Aus Paris hört man heute morgen, dass wohl die Grundsubstanz des Gebäudes Bestand hat und der französische Präsident hat versprochen, die Kathedrale wieder aufzubauen. Ob und wie das gelingt, wird man sehen. Es fehlt gewiss nicht an Handwerkern und Ingenieuren; aber es fehlt an dem mittelalterlichen Geist, der solche Gebäude zustande brachte. „Ein Steinhaufen hört auf Steinhaufen zu sein, sobald ein einziger Mensch ihn betrachtet, der das Bild einer Kathedrale in sich trägt“ schreibt Antoine de Saint-Exupery.

„Mon dieu…!!!!Die Kirche brennt…“ – auch bei unserer Kirche hat die Grundsubstanz Bestand.

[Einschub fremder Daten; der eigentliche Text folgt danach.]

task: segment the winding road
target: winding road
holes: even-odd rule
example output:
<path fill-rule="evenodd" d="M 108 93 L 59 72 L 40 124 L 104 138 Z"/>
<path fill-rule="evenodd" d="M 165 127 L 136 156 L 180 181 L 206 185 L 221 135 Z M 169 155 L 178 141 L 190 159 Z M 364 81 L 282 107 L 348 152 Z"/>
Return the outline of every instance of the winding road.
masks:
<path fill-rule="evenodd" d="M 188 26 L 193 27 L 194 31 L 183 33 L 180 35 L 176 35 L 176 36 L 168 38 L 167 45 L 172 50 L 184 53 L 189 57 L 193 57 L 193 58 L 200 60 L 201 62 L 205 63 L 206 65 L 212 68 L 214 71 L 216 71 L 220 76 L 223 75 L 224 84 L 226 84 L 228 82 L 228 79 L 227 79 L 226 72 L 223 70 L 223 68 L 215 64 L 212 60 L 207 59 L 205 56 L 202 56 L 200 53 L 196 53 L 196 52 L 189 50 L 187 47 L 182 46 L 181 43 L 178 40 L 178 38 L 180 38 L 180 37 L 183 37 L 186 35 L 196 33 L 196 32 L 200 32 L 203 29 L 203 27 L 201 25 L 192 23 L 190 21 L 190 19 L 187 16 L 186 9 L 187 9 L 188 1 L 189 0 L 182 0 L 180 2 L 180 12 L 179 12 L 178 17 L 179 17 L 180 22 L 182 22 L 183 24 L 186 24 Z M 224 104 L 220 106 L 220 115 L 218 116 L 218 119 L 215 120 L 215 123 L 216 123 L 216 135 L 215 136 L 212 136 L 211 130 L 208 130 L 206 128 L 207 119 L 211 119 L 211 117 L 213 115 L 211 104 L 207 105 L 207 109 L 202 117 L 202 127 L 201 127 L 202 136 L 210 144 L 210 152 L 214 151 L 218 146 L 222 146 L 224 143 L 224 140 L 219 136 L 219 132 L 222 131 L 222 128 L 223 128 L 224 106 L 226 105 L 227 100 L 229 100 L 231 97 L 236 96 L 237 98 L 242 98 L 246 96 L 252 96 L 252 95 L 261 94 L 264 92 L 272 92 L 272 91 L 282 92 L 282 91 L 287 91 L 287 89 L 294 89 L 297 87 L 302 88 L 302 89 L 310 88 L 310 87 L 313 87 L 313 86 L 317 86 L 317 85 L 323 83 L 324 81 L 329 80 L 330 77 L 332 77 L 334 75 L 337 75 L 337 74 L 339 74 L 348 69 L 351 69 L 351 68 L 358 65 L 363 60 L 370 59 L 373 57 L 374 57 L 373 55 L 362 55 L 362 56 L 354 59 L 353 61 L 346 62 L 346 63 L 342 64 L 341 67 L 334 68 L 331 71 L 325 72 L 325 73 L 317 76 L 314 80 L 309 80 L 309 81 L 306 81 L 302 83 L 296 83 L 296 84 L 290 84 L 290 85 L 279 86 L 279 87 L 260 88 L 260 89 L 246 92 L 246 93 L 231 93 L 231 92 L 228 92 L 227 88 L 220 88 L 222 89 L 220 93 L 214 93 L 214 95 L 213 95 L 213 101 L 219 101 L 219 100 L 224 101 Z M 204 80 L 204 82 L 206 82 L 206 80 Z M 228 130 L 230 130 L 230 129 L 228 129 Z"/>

Wie in Paris wird man das Verkohlte und Verbrannte hinausschaffen müssen. Aber anders als dort brauchen wir keinen Neubau des Alten, keine Kopie des Vergangenen, sondern unsere Kirche muss eine Kirche von heute sein. „Aggiornamento“, sagt der hl. Johannes XXIII. Nicht dem Zeitgeist angepaßt, aber in der Zeit von heute!

Da werden dann die Frauen tragende Säulen sein und nicht mehr nur „Säulenheilige“; in ihren stützenden Funktionen gleichberechtigt mit den Männern.  Es wird eine große Vielfalt der Liturgie geben, an der (auch verheiratete ?) Priester und Laien beteiligt sind. Das neue Haus wird bunt sein, gefärbt von den unterschiedlichen Konfessionen, die immer mehr zueinander finden. Es gibt viele Ideen, wie die Kirche der Zukunft aussehen könnte und müsste.

„Mon dieu…!!!!Die Kirche brennt…“- die Bilder aus Paris bekommen jenseits ihrer realen Tragik eine ungeheure symbolische Kraft – passend zur Karwoche und zum Osterfest, zur Tragödie und zur Auferstehung.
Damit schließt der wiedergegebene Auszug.